A new extension function saxon:send-mail() is available to send email via an SMTP server.

A new extension function saxon:key-map() is available: this allows the index constructed using xsl:key to be viewed as a map, giving extra functionality such as getting all the entries in a given range, enumerating the key values, concatenating keys across multiple documents, processing the entries in sorted order, etc.

The third argument of saxon:transform(), which supplies parameters to an XSLT transformation, may now take the form of a map, allowing the parameter value to be any value whatsoever (the old mechanism restricted it to atomic values.)

The extension function saxon:index has changed to expect a function as its second argument rather than a prepared expression, and it now returns a map which can be accessed using all the standard map functions. The extension function saxon:find is now a synonym for map:get. There is no longer an option to specify a collation.

A new flag "v" has been added to saxon:deep-equal() to suppress the check that two elements have the same "variety" of type: for example if one has element-only content, the other must have element-only content. This check was not performed in previous releases; in this release it is performed by default (as required by the fn:deep-equal() specification), but may be suppressed using this option. The option is useful when comparing validated and unvalidated documents.

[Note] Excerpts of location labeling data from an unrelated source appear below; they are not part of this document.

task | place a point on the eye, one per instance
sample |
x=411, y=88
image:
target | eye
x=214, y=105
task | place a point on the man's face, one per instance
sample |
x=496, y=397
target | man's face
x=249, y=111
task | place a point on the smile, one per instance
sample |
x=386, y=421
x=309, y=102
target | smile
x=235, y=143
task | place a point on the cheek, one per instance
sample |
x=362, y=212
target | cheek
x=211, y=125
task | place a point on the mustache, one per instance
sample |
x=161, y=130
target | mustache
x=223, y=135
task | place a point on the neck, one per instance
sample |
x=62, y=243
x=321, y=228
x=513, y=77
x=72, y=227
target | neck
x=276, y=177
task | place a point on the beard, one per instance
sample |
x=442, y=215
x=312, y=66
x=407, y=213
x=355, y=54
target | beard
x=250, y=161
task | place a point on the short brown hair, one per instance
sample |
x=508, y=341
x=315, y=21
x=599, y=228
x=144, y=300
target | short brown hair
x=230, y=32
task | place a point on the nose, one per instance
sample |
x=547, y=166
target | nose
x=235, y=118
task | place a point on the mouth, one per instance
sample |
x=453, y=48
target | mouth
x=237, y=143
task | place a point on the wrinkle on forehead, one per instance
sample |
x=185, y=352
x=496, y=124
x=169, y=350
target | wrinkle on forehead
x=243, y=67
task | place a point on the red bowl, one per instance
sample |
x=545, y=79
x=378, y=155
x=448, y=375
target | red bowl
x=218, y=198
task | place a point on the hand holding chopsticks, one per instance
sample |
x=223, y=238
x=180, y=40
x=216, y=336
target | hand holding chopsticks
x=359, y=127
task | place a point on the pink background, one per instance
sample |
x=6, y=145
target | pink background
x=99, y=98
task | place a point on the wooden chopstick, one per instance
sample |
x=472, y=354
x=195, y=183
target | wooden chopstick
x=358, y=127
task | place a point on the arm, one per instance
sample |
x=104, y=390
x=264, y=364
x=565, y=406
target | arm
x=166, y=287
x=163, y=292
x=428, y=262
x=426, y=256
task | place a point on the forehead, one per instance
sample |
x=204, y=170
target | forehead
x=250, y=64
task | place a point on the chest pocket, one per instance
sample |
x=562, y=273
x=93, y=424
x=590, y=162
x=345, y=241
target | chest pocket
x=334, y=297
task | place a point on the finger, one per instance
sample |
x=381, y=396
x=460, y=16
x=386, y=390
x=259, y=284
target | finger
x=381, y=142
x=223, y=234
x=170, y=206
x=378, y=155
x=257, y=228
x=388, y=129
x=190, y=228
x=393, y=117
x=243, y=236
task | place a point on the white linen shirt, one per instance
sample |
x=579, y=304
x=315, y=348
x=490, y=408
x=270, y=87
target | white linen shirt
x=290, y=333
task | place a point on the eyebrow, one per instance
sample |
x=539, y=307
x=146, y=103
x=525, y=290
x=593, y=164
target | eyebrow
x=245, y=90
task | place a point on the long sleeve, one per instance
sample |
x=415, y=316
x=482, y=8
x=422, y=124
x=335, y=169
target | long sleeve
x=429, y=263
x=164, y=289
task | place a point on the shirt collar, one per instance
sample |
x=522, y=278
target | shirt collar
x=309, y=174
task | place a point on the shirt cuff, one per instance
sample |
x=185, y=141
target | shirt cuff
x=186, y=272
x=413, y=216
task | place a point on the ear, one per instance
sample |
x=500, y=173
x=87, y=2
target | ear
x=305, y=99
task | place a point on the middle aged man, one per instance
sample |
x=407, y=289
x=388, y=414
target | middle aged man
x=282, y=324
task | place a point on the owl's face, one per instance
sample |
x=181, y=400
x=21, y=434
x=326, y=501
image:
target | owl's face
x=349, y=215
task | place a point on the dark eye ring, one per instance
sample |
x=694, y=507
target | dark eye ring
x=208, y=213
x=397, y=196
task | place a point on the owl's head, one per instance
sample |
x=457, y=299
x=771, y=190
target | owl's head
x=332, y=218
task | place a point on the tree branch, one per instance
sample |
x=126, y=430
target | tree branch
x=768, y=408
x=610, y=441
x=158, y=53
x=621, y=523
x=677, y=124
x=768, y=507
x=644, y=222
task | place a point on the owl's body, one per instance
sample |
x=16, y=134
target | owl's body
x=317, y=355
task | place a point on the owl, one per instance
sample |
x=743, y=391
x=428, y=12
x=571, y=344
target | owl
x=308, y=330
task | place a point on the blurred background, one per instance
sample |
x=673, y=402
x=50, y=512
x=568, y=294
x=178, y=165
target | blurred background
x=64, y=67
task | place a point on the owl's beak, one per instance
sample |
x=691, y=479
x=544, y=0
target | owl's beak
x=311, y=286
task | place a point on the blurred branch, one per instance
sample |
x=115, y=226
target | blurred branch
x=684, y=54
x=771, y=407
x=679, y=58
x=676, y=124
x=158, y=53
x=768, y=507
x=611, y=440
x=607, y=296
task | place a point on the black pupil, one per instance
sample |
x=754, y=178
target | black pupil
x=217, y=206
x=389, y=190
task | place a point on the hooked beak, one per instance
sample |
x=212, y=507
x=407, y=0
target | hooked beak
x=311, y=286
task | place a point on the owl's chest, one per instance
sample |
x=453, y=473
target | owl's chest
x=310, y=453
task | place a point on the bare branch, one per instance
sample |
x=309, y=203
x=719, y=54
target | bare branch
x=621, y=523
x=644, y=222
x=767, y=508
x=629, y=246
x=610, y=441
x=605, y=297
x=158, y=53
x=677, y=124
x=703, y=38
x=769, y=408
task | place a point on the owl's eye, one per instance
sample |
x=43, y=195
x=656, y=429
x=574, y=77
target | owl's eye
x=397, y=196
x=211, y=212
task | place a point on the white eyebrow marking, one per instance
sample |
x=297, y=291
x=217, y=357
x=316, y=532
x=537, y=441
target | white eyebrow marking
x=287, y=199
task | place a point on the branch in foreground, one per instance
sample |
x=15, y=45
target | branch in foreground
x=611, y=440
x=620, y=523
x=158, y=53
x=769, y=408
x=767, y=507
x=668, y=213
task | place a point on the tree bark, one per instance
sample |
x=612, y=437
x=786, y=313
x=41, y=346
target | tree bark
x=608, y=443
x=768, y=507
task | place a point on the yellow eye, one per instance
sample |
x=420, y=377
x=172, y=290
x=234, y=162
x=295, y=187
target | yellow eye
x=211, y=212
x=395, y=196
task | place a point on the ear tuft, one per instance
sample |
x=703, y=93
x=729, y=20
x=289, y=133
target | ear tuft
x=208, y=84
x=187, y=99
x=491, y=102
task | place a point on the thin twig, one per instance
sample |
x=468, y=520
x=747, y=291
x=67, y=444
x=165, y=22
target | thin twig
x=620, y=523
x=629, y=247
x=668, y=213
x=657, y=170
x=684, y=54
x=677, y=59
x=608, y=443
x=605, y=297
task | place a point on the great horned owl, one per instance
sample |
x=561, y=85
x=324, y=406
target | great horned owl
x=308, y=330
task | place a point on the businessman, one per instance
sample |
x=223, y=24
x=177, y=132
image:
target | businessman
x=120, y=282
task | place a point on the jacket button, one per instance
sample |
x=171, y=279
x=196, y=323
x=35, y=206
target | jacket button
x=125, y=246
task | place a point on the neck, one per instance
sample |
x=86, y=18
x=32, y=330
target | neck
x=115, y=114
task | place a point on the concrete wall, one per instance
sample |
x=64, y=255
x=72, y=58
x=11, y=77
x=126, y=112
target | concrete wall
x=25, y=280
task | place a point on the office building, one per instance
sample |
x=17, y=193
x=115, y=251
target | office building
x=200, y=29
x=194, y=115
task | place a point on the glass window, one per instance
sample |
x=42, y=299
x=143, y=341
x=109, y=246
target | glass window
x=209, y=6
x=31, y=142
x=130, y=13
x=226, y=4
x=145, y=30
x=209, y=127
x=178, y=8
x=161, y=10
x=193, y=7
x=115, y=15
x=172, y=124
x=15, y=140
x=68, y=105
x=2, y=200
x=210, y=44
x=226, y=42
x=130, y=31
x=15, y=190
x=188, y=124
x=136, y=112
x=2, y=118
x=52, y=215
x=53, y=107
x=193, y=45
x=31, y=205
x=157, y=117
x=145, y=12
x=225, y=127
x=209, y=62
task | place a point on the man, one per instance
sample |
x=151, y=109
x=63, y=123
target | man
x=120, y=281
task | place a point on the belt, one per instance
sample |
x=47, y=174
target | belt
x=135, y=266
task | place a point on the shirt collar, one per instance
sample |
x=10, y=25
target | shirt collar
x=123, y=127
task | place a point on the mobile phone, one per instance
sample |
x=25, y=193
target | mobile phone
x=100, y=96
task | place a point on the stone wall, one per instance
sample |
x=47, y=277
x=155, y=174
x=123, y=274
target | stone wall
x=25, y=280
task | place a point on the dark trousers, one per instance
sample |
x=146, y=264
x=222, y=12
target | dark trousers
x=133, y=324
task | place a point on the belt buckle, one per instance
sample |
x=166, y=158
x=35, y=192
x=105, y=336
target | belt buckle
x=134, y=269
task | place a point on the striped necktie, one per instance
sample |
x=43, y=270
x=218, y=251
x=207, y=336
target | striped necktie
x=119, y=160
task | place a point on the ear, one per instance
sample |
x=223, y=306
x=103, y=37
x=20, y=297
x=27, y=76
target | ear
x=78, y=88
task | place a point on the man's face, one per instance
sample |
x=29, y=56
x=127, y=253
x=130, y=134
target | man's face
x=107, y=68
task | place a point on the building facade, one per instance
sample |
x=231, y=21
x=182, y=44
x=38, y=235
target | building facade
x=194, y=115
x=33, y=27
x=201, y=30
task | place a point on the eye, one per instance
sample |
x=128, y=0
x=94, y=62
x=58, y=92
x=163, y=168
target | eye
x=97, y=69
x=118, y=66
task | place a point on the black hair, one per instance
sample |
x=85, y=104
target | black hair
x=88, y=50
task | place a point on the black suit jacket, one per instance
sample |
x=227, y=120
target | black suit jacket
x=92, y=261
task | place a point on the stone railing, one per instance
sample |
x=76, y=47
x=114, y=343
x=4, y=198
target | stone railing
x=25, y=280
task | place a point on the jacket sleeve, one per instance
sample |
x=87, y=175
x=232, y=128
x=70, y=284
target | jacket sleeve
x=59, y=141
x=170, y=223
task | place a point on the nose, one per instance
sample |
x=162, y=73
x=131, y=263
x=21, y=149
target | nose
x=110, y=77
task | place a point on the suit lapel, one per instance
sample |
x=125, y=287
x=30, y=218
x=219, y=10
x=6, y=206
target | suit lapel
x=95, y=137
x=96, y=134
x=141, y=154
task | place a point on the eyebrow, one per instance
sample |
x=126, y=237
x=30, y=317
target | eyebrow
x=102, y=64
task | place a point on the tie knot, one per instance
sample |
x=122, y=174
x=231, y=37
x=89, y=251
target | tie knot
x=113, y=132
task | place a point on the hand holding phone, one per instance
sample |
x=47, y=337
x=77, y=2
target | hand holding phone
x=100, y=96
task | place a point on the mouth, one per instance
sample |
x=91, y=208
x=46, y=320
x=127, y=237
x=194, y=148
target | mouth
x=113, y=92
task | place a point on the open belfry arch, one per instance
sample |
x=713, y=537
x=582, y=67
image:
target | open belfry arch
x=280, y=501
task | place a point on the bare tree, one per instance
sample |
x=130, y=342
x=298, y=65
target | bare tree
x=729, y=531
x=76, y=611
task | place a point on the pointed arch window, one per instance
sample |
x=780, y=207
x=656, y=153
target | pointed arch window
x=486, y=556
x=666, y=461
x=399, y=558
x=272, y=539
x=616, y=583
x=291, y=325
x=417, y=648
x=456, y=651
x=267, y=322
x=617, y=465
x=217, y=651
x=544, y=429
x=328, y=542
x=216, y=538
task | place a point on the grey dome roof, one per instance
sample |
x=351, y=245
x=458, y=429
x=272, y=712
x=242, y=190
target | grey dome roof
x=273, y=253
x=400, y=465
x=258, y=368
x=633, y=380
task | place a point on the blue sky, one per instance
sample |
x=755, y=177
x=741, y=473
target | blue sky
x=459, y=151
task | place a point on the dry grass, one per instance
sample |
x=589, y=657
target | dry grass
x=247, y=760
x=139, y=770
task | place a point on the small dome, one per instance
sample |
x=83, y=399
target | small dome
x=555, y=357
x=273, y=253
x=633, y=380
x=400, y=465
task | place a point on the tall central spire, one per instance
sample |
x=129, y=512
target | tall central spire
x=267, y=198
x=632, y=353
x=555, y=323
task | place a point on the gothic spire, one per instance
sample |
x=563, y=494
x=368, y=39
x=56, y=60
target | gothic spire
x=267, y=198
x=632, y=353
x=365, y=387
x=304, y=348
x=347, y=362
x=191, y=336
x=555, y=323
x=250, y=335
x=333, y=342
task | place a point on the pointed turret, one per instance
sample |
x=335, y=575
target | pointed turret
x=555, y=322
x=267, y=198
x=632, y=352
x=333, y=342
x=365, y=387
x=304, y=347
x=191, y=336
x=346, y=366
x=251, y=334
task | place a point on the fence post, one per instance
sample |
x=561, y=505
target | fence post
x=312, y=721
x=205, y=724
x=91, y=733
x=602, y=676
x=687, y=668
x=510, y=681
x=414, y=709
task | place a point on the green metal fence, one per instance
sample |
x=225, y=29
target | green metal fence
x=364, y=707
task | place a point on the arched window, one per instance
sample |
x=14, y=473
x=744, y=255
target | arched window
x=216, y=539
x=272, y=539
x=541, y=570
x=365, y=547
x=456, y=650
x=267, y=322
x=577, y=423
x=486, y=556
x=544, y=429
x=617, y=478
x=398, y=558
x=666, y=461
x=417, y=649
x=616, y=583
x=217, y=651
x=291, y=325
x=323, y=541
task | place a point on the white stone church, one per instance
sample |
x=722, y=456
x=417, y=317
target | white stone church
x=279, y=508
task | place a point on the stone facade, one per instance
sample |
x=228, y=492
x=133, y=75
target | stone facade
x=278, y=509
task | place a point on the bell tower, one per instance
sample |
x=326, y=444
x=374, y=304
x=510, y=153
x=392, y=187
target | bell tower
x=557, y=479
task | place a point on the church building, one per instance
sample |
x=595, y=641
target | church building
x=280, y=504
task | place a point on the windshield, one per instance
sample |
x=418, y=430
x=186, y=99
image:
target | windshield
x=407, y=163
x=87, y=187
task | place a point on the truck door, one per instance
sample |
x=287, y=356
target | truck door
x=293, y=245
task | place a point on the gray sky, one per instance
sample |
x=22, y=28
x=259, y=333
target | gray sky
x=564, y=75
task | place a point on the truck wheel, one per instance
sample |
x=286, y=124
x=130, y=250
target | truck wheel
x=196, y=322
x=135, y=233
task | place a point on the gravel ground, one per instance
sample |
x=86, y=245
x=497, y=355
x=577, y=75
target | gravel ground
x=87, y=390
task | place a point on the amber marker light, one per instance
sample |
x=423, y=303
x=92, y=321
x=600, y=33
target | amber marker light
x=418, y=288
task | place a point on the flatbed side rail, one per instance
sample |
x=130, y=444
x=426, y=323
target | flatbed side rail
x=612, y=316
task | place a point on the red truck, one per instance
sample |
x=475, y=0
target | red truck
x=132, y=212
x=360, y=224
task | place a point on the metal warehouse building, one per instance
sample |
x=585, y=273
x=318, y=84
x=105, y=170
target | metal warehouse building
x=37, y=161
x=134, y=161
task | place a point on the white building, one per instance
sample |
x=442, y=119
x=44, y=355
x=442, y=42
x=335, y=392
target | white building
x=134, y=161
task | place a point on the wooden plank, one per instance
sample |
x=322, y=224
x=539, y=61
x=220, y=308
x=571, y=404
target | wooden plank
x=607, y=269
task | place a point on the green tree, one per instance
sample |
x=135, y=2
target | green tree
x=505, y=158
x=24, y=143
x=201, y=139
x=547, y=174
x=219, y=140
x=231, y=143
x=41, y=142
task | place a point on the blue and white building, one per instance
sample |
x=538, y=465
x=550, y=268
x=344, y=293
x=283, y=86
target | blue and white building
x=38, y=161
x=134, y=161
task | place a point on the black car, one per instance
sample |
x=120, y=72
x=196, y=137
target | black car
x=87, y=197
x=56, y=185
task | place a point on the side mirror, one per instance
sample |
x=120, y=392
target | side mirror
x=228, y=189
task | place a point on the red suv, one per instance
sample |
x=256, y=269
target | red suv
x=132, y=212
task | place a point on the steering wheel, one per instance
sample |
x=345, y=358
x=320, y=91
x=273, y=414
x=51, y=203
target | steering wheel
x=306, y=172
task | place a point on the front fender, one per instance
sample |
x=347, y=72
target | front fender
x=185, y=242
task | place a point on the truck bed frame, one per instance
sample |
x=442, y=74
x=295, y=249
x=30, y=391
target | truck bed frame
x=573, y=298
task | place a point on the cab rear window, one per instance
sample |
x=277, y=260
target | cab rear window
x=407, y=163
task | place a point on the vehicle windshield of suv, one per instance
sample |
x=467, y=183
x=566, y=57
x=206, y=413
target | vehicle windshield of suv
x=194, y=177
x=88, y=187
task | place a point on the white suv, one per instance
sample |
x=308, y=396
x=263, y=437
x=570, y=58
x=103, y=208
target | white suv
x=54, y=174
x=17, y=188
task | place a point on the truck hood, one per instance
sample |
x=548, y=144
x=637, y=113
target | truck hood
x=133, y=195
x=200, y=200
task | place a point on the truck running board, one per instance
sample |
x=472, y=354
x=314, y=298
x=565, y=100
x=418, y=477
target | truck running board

The proposed EXPath file module (see http://www.expath.org/modules/file/) is implemented (in Saxon-PE and -EE). This provides a number of extension functions for reading and writing files in filestore, creating and deleting files and directories, listing the contents of directories, and so on.

The EXPath zip module (see http://expath.org/spec/zip) is implemented. The implementation is derived from the original implementation by Florent Georges, but has been more closely integrated into Saxon and more thoroughly tested. This module is open source code; the extensions are integrated into the Saxon-PE and Saxon-EE distribution, and are available to Saxon-HE users in source code form, where they can be linked to the product in the same way as any other extension functions (see  .

A new serialization option saxon:attribute-order is available. The value is a whitespace-separated list of attribute names. Attributes whose names are present in the list come first, in the order specified; other attributes follow, sorted first by namespace URI and then by local name.

When the -wrap option is used in XQuery, the serializer is now capable of generating an XML representation of a map, using nested elements to represent the entries in the map with their keys and values.

External Object Models

Support for JDOM2 is added.

Support for Apache Axiom is added.

A number of optimizations have been made to the support modules for other external object models, noticeably to speed up navigation of the descendant axis.

The class DocumentBuilderFactoryImpl, which constructed a DOM wrapper around a TinyTree, and which has been deprecated since 9.3, is now removed.

XSD Extensions

Parameterized validation: a new extension to XSD 1.1 is implemented to allow schema validation to be parameterized. The saxon:param element can be added to a schema to declare a parameter; the value of the parameter can be referenced in XPath expressions, for example in assertions. The parameter values can be set from the command line when running the Validatecommand, or from the s9api (Java) and Saxon.Api (.NET) interfaces when validating from an application. It is also possible to initiate parameterized validation using a new saxon:validateextension function available in XSLT and XQuery.

Internal Changes

Regular expressions: a new regular expression engine is introduced, based on the Apache Jakarta product.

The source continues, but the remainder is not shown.